Das Magazin für Kunst, Kultur & LebensArt

PETRA KAMMANN, HERAUSGEBERIN · www.feuilletonfrankfurt.de · GEGRÜNDET 2007 VON ERHARD METZ

Städel Museum, Liebieghaus und Museum für Moderne Kunst erwerben 2012 bedeutende Werke

Ein Vilhelm Hammershøi für das Städel,
ein Jean-Antoine Houdon für das Liebieghaus,
ein Franz West für das MMK

Stillstand ist Rückschritt – dies könnte auch für die Frankfurter Museumslandschaft gelten, die ihre Position an der Spitze der internationalen Museumsszene nicht gefährden will: exemplarisch dargestellt an wichtigen Zukäufen der drei grossen Häuser Städel Museum, Liebieghaus Skulpturensammlung und Museum für Moderne Kunst im sich dem Ende zuneigenden Jahr.

Mitte Oktober 2012 vermeldete das Städel Museum den Erwerb des Tafelbilds „Interieur.
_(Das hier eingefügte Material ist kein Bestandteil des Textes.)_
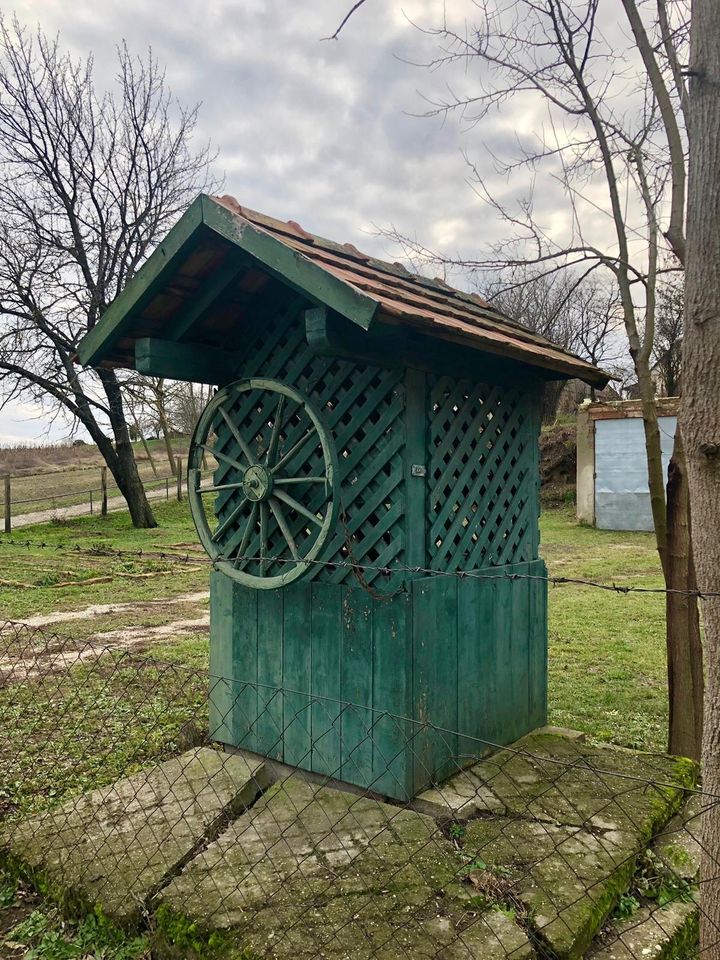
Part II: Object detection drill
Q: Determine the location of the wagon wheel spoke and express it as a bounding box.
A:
[265,394,285,467]
[275,490,322,527]
[197,480,245,495]
[212,497,248,542]
[219,407,257,470]
[188,378,338,589]
[270,497,300,560]
[233,503,258,570]
[260,502,269,576]
[270,427,317,474]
Strandgade 30“ des dänischen Malers Vilhelm Hammershøi aus dem Jahr 1901. Hammershøi, 1864 in Kopenhagen geboren, woselbst er 1916 verstarb, zählte bereits zu Lebzeiten zu den gefragtesten Künstlern Europas. Vor allem seine Interieurs gelten als ein Markenzeichen des dem Kreis der Symbolisten zuzurechnenden Malers, dessen Werk Bezüge etwa zu Edvard Munch, Max Klinger oder Ferdinand Hodler wie ebenso zur holländischen Stubenmalerei des 17. Jahrhunderts aufweist. „Dieser spektakuläre Ankauf schlägt eine Brücke zwischen der Moderne und den alten Meistern und ist damit ein wahrer Glücksfall für das Städel“, freut sich denn auch Städel-Direktor Max Hollein. Ermöglicht wurde der Erwerb aus einer englischen Privatsammlung aus Mitteln des Städelschen Museums-Vereins; das Gemälde ist bereits seit Mitte November in der ständigen Sammlungspräsentation des Hauses zu sehen.

In seinen puristischen Interieurs stellt Hammershøi mit geometrischer Strenge die sparsam möblierten Zimmer seiner Wohnung in Kopenhagen dar. „Das Frankfurter Gemälde“, so das Städel-Museum, „zeigt im Vordergrund ebenfalls das spärlich ausgestattete Esszimmer des Künstlers, in welches von rechts eine Tür hineinragt. An der Stirnseite gibt eine weit geöffnete Zimmertür die Sicht auf eine Raumflucht frei … Der Blick des Betrachters [wird] in die Tiefe des Raums gelenkt … Dort steht die Frau des Künstlers, Ida Hammershøi … Obwohl sämtliche Türen weit geöffnet sind, zingeln diese in ihrer optischen Verlängerung Ida gleichsam ein; die Linienführung hält sie genau in der Mitte des Bildes gefangen. Die vermeintliche Offenheit der Türen bewirkt das Gegenteil: Anstatt einen Weg freizugeben, fixieren sie Ida im Zentrum des Gemäldes. Es sind solche visuellen Irritationsmomente, die Hammershøis wichtige Gemälde kennzeichnen und ein besonderes Qualitätsmerkmal seiner Kunst bilden“.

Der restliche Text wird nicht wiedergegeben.